Attorney Nathan Lewin who is not involved in the UCLA debate told TheBlaze, “Since the groups probably receive some subsidy from the government funds allotted to UCLA, it could be argued that they take on the university's constitutional limitations. There may be some judicial decisions that impose constitutional limitations on such student organizations.”

“I think, for example, that UCLA may not fund a student organization that promotes and practices racial and religious discrimination and excludes everyone except white Anglo-Saxon Protestants,” Lewin said, adding, “If a student group began urging candidates for student government to take a pledge that they will oppose interracial marriage (or even gay marriage) you can be sure that a lawsuit would be filed immediately to at least terminate any university financial support for such a group.”
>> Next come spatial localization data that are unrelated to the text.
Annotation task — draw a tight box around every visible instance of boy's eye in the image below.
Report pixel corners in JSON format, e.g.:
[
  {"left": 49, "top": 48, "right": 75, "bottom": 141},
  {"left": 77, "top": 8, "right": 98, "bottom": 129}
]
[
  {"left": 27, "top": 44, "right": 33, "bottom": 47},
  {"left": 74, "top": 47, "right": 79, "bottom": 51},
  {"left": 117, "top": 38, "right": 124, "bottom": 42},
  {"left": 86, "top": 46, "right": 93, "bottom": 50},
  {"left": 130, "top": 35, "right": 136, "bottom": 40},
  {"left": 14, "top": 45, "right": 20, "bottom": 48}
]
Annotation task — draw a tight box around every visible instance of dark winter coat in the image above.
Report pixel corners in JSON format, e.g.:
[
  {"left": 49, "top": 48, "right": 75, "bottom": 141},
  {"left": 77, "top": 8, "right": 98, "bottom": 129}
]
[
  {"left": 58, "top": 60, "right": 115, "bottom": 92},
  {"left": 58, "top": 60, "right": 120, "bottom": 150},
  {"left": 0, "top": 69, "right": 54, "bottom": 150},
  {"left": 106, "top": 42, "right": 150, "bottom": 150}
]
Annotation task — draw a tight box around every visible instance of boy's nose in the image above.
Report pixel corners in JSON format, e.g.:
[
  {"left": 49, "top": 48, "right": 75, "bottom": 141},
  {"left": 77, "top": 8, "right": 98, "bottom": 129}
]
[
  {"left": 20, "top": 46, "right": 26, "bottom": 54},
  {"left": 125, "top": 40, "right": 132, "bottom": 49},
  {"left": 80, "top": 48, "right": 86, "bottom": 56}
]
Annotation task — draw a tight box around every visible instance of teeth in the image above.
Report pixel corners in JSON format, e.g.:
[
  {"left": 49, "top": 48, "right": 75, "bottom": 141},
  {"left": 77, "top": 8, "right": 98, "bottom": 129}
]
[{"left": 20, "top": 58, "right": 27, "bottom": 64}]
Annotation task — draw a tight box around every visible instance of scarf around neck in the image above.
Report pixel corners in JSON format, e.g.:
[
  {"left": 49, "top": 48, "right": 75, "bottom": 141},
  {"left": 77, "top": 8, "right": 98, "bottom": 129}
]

Pro-Palestinian student groups in 2012 were accused of exploiting the Jewish Sabbath and the holiday of Rosh Hashanah to pass an anti-Israel resolution at the University of California Student Association when many Jewish students would have been celebrating the holiday with their families.

The vote was not publicized ahead of time and the exact location of the board meeting – which took place in Berkeley - was not posted on the Student Association’s website, catching the Jewish community by surprise.

Several national pro-Israel organizations attended a University of California Board of Regents meeting last week during which they voiced concern about the Israel travel pledge and the judicial board's hearing on the two students.

In the UCLA student government vote against divestment in February, the tally was 7-5, which suggests that if the two students’ votes are disqualified by the judicial board, the vote against divestment could be reassessed.

The five student judges have two weeks to hand down their decision, though the Los Angeles Jewish Journal reported that they are expected to do so within days.